Das Leben ist ein Spiel - Games als Motivationshilfe

Berlin (dpa/tmn) - Bonuspunkte fürs Putzen und eine Trophäe für drei Tage ohne Zigarette: Gamification bringt Elemente aus Computerspielen in den Alltag - und kann die Motivation steigern, Unangenehmes anzugehen.

Man sollte dabei bloß nicht auf Datensammler hereinfallen.

Die Ausdauer von Computerspielern ist bemerkenswert. Da wird auch die letzte Ecke einer Spielwelt nach versteckten Gegenständen abgesucht - und der ganze Aufwand nur, um eine Auszeichnung freizuschalten. So viel Motivation wäre auch im realen Leben wünschenswert. Und tatsächlich gibt es Apps und Webseiten, die mit Levels und Auszeichnungen versuchen, nervige Alltagsaufgaben oder die Joggingrunde zu versüßen. Der Fachbegriff dafür heißt Gamification.
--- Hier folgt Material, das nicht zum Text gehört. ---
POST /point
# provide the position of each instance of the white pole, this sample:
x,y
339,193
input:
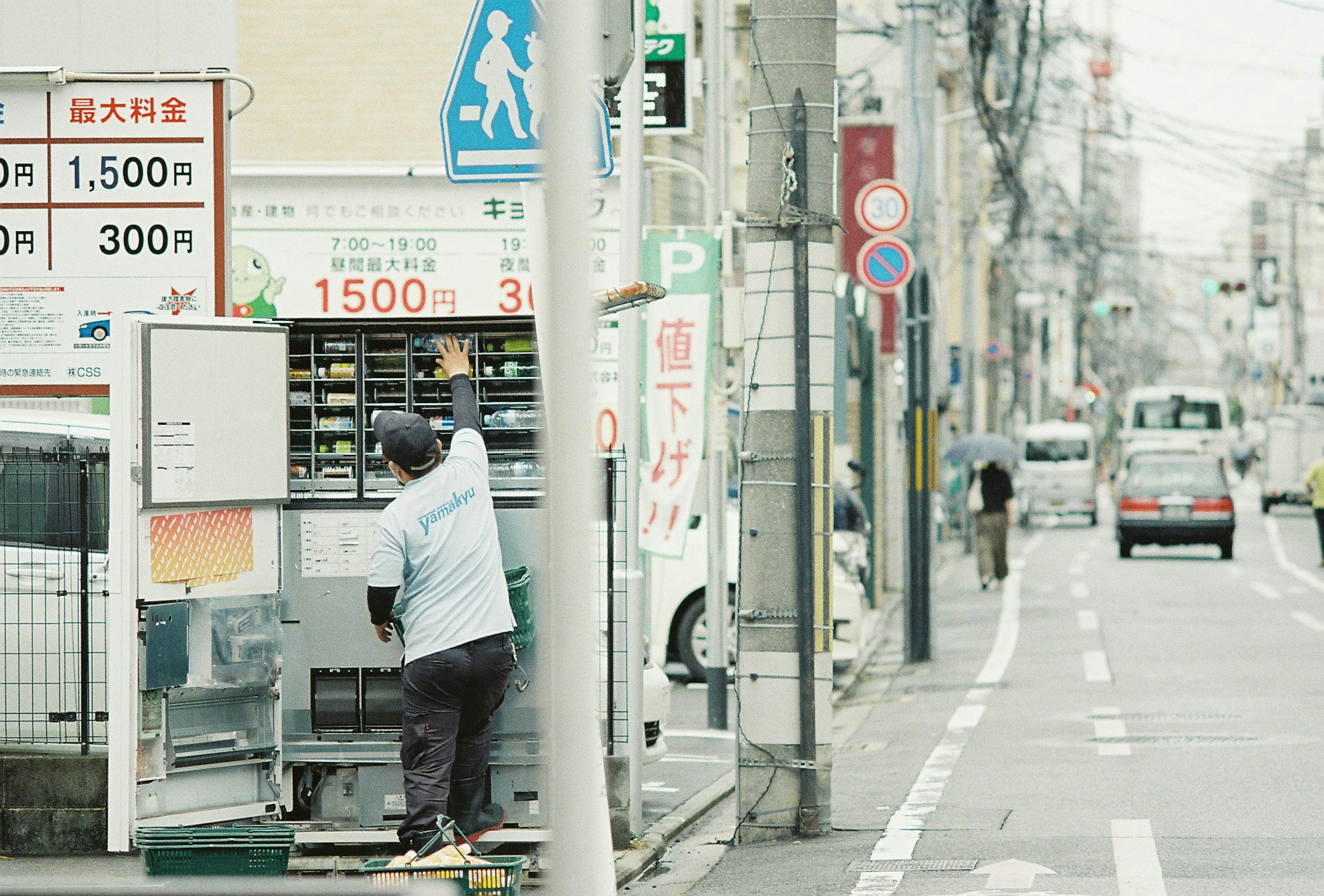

Ein Beispiel dafür ist die iOS-App Epic Win (2,69 Euro). Wie im Computer-Rollenspiel bekommt der Nutzer eine Auftragsliste, allerdings mit Zielen wie „Müll rausbringen“. Hat er etwas erledigt, verbessert er die Eigenschaften seiner virtuellen Figur. Die Android-App RLRPG (kostenlos) hat ein ähnliches Prinzip, bietet aber weniger Funktionen und blendet Werbung ein.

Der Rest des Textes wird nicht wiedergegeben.